Spaces:

Zappandy
/

Kirana_AI

Sleeping

App Files Files Community

Kirana_AI / docs /deployment_setup.md

Zappandy

Deploy to HF Space

dae60e5 16 days ago

preview code

Raw

History Blame Contribute Delete

7.66 kB

	# Deployment Setup: Modal → HF Space

	This guide walks through deploying the three Modal model services and wiring
	their endpoint URLs into the public Hugging Face Space as secrets.

	---

	## What gets deployed

	\| Service \| Model \| Env var \| App name \|
	\|---------\|-------\|---------\|----------\|
	\| Receipt OCR \| MiniCPM-V 4.6 \| `MODAL_RECEIPT_ENDPOINT` \| `dukaan-saathi-receipt-vlm` \|
	\| Speech ASR \| Distil-Whisper small \| `MODAL_SPEECH_ENDPOINT` \| `dukaan-saathi-speech-asr` \|
	\| Voice NLU \| Qwen2.5-1.5B-Instruct \| `MODAL_NLU_ENDPOINT` \| `dukaan-saathi-command-nlu` \|

	All three are optional — the app falls back to deterministic parsers when any
	endpoint is missing. Deploy whichever you want active on the Space.

	---

	## Part 1 — Prerequisites

	### 1.1 Modal account and CLI

	Create a free Modal account at https://modal.com if you do not have one.

	Install the Modal CLI and log in:

	```bash
	uv add modal # adds to this project's venv
	uv run modal setup # opens a browser to authenticate
	```

	After `modal setup` completes, verify you are logged in:

	```bash
	uv run modal token show
	```

	You should see your workspace name (e.g., `zappandy`).

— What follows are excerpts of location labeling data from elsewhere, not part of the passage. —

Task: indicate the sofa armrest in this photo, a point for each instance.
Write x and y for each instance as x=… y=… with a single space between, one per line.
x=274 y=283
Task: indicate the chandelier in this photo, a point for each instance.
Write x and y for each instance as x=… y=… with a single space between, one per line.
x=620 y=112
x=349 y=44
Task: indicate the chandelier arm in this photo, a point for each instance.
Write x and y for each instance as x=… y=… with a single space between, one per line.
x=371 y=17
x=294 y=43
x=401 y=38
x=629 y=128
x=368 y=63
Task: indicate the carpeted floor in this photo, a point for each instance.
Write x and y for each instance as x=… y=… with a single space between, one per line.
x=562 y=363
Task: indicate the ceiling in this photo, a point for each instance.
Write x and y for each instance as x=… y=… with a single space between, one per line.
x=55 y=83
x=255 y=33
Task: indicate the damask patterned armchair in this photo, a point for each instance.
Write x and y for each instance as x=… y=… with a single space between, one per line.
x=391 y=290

	### 1.2 Hugging Face account

	You need a Hugging Face account with write access to the Space at
	`https://huggingface.co/spaces/Zappandy/Kirana_AI`. If this is your Space
	you already have access.

	---

	## Part 2 — Deploy Modal services

	Run each deploy command from the project root. Each command:

	1. Deploys (or re-deploys) the Modal app
	2. Fetches the generated endpoint URL from Modal
	3. Writes it to your local `.env` file

	### 2.1 Receipt image OCR (MiniCPM-V)

	```bash
	scripts/modal_deploy.sh modal_apps/receipt_vlm_service.py
	```

	When done, `.env` will contain:

	```text
	MODAL_RECEIPT_ENDPOINT=https://<workspace>--dukaan-saathi-receipt-vlm-api.modal.run/extract
	```

	Verify it is responding (replace with your actual URL from `.env`):

	```bash
	source scripts/_env.sh
	curl "${MODAL_RECEIPT_ENDPOINT%/extract}/health"
	```

	Expected response:

	```json
	{"status": "ok", "model": "openbmb/MiniCPM-V-2_6"}
	```

	First call may take 30–60 seconds while the GPU container starts. Subsequent
	calls within the `scaledown_window` are fast.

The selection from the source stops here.